The Pierogi-eating Contest

Originally published in Northern Ohio Live magazine 2004

Slavic Village, Cleveland/Summer 2003

“We got 24 people signed up for the Peeerogi eating contest,” announces the emcee, a heavyset man with a florid face and full, rounded nose. “We’re gonna have everyone introduce themselves and then they’ll be ready to start eating these delicious pierogi.”

He jumps around with a microphone and the crowd is quiet as contestants give their names, ages and hometowns. Most of the last names are Polish, and many are from the neighborhood. A crowd of a 150 people-maybe more-swarms around to watch the contestants, who sit at long tables joined together in an inverted ‘U.’ Soon teenagers pass around plastic plates of doughy pierogi, and the entrants are off – gobbling the pale white triangles with their thick potato and cheese filling.

The crowd squirms, cranes necks, points. One thirty-something man, tanned and lean, his muscled bicep sporting a ship’s anchor tattoo, pops pierogi like a stoker at the nearby mills shovels coke. Shove, two, three, a gulp of water and one goes down the gullet. Soon he’s eaten five, seven, ten and no one else is even close; he leaves them lost in his dust, or in this case, butter.
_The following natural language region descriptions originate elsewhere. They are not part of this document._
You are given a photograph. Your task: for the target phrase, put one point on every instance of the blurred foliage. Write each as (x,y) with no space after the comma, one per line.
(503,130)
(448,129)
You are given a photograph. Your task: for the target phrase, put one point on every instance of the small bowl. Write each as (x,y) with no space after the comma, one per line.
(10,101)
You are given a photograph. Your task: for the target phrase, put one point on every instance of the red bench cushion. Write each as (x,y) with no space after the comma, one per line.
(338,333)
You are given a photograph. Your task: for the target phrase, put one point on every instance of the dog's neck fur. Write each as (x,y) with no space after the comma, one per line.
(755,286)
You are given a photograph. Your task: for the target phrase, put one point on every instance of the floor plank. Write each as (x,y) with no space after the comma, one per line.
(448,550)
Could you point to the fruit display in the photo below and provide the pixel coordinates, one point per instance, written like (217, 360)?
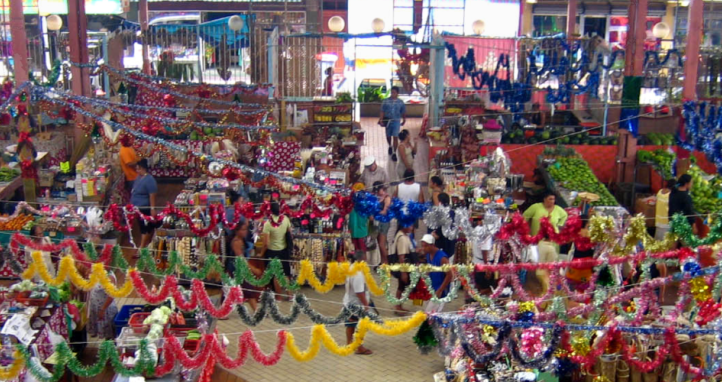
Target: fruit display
(16, 224)
(8, 174)
(656, 139)
(574, 174)
(705, 190)
(662, 160)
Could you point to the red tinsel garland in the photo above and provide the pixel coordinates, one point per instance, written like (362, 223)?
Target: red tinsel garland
(213, 349)
(217, 213)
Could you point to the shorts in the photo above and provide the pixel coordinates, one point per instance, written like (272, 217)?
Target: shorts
(359, 243)
(146, 227)
(393, 127)
(284, 257)
(352, 322)
(384, 228)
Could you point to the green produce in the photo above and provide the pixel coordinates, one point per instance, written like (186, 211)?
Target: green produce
(705, 191)
(662, 160)
(575, 174)
(8, 174)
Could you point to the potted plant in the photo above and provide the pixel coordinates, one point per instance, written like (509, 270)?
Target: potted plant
(370, 99)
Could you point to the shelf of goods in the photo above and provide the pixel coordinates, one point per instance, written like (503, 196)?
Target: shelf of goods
(568, 176)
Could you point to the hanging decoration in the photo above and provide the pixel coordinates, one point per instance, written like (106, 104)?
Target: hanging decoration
(269, 308)
(320, 335)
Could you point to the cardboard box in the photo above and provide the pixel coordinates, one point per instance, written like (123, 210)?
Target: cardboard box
(646, 206)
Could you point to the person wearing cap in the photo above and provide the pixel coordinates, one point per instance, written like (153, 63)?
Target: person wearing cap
(373, 173)
(403, 252)
(393, 116)
(128, 161)
(439, 280)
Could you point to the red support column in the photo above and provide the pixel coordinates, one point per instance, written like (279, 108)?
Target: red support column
(636, 34)
(19, 42)
(694, 39)
(143, 18)
(78, 42)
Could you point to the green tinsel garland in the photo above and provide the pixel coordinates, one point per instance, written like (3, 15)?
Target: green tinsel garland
(681, 227)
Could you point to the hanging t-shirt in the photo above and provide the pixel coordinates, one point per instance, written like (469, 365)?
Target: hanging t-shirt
(437, 278)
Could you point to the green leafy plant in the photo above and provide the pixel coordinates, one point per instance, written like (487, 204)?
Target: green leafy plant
(344, 97)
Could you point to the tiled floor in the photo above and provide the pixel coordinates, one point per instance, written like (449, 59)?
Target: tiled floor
(394, 358)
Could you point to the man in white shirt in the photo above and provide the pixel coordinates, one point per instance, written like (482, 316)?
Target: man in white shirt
(356, 293)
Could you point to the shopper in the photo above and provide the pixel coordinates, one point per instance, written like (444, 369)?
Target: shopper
(661, 210)
(359, 227)
(37, 235)
(143, 196)
(278, 244)
(393, 116)
(435, 188)
(547, 251)
(241, 245)
(446, 244)
(128, 161)
(680, 202)
(409, 190)
(578, 278)
(404, 252)
(373, 173)
(383, 227)
(406, 153)
(356, 294)
(439, 280)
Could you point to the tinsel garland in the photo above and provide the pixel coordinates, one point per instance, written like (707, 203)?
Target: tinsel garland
(217, 213)
(212, 350)
(107, 352)
(681, 227)
(172, 351)
(545, 357)
(367, 204)
(440, 217)
(471, 352)
(68, 271)
(425, 339)
(11, 372)
(320, 335)
(269, 308)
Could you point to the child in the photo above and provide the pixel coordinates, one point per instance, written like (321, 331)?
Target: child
(356, 293)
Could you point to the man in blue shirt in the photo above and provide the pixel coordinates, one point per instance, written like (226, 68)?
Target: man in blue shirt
(439, 280)
(393, 116)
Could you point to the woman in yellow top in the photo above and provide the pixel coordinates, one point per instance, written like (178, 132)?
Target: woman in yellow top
(275, 245)
(548, 251)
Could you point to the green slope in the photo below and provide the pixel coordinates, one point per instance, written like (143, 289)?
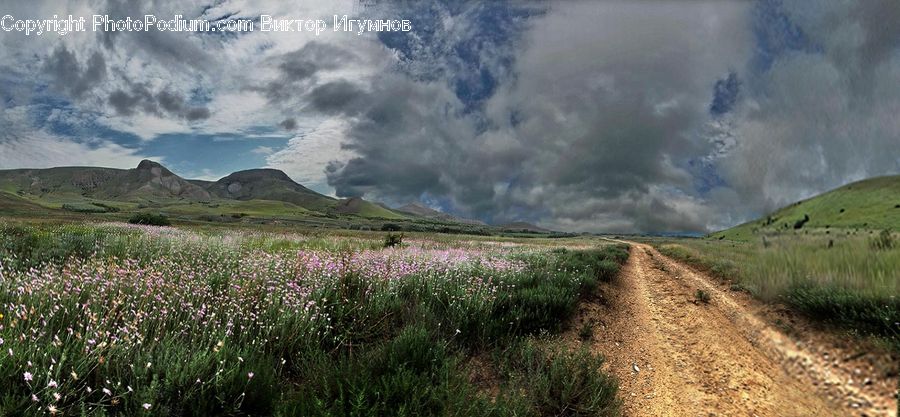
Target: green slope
(262, 193)
(268, 184)
(359, 207)
(868, 204)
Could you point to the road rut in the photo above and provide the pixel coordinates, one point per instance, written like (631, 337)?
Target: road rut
(677, 356)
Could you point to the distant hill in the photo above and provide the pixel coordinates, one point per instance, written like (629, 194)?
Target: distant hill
(252, 196)
(359, 207)
(149, 180)
(268, 184)
(150, 185)
(523, 227)
(419, 210)
(868, 204)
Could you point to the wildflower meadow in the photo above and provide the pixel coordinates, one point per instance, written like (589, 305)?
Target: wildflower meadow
(114, 319)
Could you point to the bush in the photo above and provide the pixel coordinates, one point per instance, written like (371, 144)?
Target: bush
(800, 223)
(562, 383)
(884, 241)
(150, 219)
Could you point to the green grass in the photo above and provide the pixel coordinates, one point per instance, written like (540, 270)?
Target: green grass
(388, 347)
(870, 204)
(845, 281)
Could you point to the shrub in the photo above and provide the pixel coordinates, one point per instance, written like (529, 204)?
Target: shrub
(563, 383)
(884, 241)
(150, 219)
(800, 223)
(587, 331)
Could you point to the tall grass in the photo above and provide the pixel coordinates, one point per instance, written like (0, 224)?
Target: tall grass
(846, 280)
(113, 320)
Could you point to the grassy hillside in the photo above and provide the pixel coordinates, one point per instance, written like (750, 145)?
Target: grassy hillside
(268, 184)
(872, 204)
(359, 207)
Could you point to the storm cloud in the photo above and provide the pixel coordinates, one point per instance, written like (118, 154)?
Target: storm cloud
(645, 116)
(650, 116)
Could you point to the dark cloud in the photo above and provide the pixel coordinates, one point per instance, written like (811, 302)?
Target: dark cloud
(725, 95)
(164, 103)
(335, 97)
(586, 135)
(298, 69)
(70, 76)
(288, 124)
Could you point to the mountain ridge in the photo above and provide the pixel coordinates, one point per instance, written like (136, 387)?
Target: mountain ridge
(869, 204)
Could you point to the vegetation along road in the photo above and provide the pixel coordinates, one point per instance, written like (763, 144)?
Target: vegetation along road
(683, 345)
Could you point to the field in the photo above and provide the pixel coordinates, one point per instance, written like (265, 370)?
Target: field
(116, 319)
(849, 280)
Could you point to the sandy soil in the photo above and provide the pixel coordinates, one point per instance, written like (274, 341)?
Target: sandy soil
(676, 356)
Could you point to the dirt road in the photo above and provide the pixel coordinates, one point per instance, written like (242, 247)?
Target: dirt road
(677, 356)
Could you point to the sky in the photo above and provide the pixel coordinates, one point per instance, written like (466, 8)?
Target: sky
(598, 116)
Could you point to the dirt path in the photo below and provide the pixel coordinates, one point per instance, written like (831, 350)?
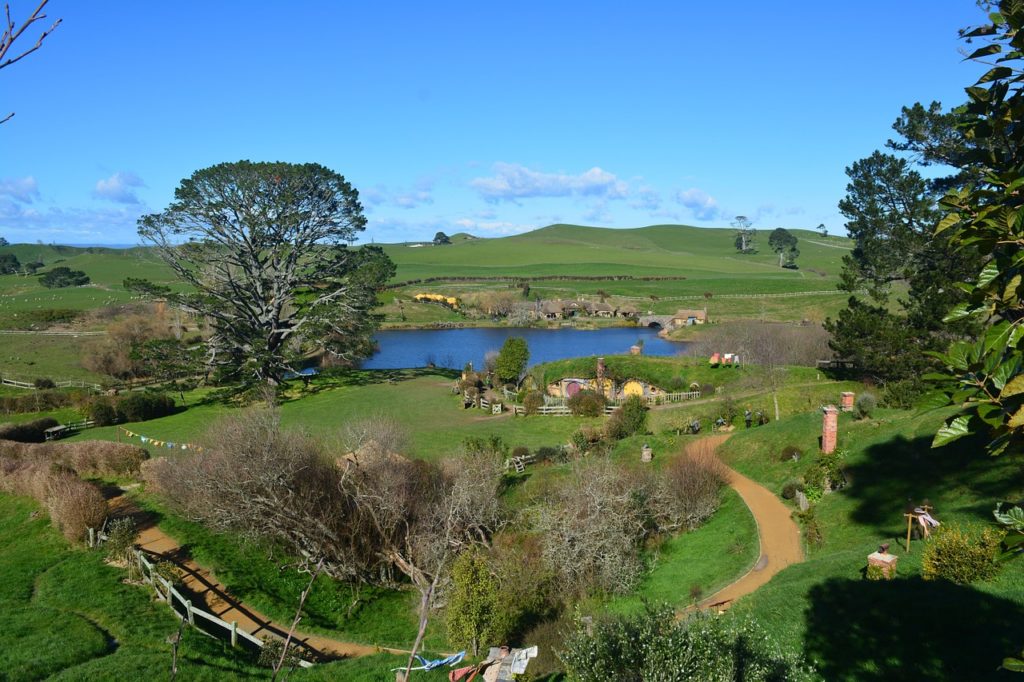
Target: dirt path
(215, 597)
(778, 535)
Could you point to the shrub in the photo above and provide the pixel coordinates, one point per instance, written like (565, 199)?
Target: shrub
(141, 407)
(791, 488)
(695, 480)
(87, 458)
(587, 403)
(791, 454)
(33, 431)
(64, 276)
(549, 454)
(962, 555)
(101, 411)
(532, 401)
(655, 645)
(865, 405)
(631, 418)
(120, 540)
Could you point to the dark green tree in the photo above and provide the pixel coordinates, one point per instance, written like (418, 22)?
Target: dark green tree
(8, 263)
(263, 249)
(512, 359)
(61, 276)
(985, 375)
(783, 243)
(744, 236)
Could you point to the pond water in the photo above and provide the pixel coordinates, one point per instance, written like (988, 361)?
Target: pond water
(454, 347)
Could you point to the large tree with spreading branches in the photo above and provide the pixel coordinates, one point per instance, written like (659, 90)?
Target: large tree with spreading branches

The teenagers circulate with more plates of pierogi, but most contestants don’t finish their first helping, the glue-like innards of the thick turnovers expanding in their mouths, choking off their air. The tattooed man stuffs, swigs, swallows and a second plate is passed down, and then a third, until he’s eaten 28 pierogi.

Finally, mercifully, time is called; three minutes are up. The winner smiles, shakes hands, exchanges high-fives with his admirers.

“I’m from Akron, I’m Polish, and I’ve come all this way for a good pierogi!” he says, drawing a smattering of applause from the crowd. He takes home the grand prize-tickets and a limousine ride to a Cleveland Browns football game, down at the new stadium on the lake.
The second [and third] place finishers hold a coin toss, as both ate 14 pierogi. One of the “winners” is a barrel-chested wide-stomached young man of 22, the other a 40 year old with a full beard and mumbled speech.

“He’s got no teeth,” says my friend, who lives in the neighborhood.

“C’mon,” I say, not quite believing him.

“Hey, living down here, we’re just lucky we have only four fingers and one thumb on each hand,” my friend says. I close my eyes and breathe, inhaling the fragrance of french fries, potato pancakes, kielbasa and smoke from the nearby steel mills.

“Hey, who wants a pierogi?” the emcee says. Thanking the crowd for coming, he reminds them that “Our neighborhood is coming back,” and passes around a plastic plate as the masses surge forward, buzzing around him until the plate is empty, the crowd has gone, and the plaintive sound of a slow waltz dances in the heavy air.